Text to speech using phonemes as inputs and audio codec codes as outputs. Loosely based on MegaByte, VALL-E and Encodec.
- Use G2P to encode text.
- Use encodec to encode and decode audio.
- Custom LJSpeech dataloader to include phonemes and encodec audio codes
- Overfit model on one sample from LJSpeech
- Combine token space of text and audio codec codes
LJ016-0073-synth.wav
The initial "Mr. Cope" can just about be made out
This model is loosely based on the VALL-E paper by Microsoft. It uses the MegaByte inspired model from Lucidrains as the Transformer Decoder model. Just as in VALL-E, a users text prompt is converted into phonemes using G2P (Grapheme-to-phoneme), and then the encodec audio codec codes are predicted. However, unlike VALL-E, only an autoregressive model is used. The VALL-E paper uses an autoregressive model to accept phonemes and audio codec code snippets of a source audio and uses that to predict the first codebook codes. The rest of the codebook codes are then predicted when the AR model is finished, it accepts the entire sequence, and then predicts all of the codebook 2 to codebook N codes. However, this increases the complexity of the approach as two models are now required and raises the possibility that the NAR model can not attend to all past inputs unlike the AR which can reduce audio quality output and may lead to repeating of outputs. In practice, the use of phonemes as input into VALL-E may alleviate this, however, this approach explores just predicting the entire sequence auto-regressively (across all codebooks at once).

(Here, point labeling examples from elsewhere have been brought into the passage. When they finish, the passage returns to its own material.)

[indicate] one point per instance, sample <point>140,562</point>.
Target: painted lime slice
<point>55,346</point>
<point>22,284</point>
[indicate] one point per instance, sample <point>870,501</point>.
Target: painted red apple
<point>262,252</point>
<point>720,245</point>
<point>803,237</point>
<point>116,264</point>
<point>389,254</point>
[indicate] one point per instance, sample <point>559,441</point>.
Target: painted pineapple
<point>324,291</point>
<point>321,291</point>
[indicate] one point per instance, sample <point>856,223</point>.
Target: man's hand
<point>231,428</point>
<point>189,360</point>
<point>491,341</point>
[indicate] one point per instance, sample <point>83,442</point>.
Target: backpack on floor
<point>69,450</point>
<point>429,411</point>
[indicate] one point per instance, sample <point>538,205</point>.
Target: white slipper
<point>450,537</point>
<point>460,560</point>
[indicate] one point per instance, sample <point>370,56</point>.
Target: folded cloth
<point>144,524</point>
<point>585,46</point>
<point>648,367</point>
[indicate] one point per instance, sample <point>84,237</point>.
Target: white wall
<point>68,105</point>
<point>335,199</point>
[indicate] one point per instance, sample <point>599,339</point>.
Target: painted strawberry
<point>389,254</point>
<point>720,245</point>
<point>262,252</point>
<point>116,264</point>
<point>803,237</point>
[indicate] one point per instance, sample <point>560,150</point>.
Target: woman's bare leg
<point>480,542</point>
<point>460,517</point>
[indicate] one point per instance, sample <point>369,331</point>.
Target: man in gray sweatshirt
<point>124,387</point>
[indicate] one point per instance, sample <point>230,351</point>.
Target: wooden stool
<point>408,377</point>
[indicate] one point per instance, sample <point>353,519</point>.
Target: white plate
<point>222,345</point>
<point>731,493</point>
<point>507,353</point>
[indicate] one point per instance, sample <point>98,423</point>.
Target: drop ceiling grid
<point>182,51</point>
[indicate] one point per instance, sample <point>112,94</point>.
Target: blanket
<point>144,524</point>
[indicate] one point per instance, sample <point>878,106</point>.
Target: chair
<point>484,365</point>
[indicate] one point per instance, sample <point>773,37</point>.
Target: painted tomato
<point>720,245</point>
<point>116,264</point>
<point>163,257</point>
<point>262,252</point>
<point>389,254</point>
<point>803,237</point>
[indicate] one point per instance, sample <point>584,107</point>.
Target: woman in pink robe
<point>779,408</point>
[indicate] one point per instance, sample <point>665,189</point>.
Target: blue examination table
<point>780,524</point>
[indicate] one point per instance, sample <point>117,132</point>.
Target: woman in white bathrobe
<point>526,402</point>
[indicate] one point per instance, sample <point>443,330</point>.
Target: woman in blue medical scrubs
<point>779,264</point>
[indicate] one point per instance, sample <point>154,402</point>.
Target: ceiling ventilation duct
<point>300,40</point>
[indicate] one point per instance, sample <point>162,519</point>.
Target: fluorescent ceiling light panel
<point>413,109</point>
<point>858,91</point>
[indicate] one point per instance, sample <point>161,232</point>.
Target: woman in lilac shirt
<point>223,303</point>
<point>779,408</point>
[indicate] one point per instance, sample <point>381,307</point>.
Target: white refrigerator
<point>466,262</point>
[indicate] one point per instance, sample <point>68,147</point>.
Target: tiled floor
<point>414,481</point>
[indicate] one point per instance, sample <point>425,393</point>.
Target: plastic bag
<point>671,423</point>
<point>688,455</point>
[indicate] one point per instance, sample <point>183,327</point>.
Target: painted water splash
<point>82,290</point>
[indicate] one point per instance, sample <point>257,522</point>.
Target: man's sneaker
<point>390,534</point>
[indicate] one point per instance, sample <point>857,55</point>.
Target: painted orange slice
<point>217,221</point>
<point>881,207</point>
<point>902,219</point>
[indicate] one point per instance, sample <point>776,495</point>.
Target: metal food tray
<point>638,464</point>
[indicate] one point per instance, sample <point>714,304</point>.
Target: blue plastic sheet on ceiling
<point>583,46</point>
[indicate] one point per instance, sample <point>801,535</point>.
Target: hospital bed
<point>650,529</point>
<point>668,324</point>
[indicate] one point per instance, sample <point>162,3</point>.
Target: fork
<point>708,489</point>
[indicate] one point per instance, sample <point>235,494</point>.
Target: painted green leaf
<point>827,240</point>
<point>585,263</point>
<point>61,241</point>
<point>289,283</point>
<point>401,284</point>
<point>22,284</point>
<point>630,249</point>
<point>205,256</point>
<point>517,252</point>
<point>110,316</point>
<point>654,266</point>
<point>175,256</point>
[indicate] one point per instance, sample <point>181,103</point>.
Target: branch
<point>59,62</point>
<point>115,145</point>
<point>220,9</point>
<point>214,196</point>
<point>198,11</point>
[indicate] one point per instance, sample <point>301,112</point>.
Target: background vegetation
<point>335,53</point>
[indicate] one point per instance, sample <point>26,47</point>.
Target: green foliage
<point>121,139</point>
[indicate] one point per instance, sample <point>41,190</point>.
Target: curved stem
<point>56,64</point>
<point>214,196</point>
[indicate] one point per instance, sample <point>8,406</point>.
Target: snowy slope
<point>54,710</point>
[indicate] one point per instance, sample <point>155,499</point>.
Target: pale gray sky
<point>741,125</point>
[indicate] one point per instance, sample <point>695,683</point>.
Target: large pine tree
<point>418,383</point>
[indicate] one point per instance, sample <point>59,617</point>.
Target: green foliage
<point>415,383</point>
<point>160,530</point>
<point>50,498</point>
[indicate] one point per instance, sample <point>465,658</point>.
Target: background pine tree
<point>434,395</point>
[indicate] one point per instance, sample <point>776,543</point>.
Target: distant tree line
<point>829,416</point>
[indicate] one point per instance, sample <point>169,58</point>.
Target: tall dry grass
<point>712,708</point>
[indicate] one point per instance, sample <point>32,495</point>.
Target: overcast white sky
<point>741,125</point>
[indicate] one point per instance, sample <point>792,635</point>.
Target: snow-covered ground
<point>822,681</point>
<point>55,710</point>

This is inspired by the fact that the authors of the original MegaByte paper perform autoregressive audio prediction on raw audio data. They treat the audio files as just raw byte sequences and train a model to predict audio on 2TB worth of audio and find that compared to a vanilla transformer or Perceiver architectures, it scores a higher bpb. In principle, this means that the model is more efficient and accurate at modelling raw audio byte sequences than other approaches. The other benefits of the method is that the patch based auto-regressive generation may be well suited to the codebooks used by encodec. As the patch size can be set to 4 (for 4 codebooks each of which can be 1 of 1024 values), this means the local model of the MegaByte model can focus on modelling individual audio codec elements and the global model can focus on the larger context. Hopefully this greatly improves audio quality compared to VALL-E while being much simpler to train.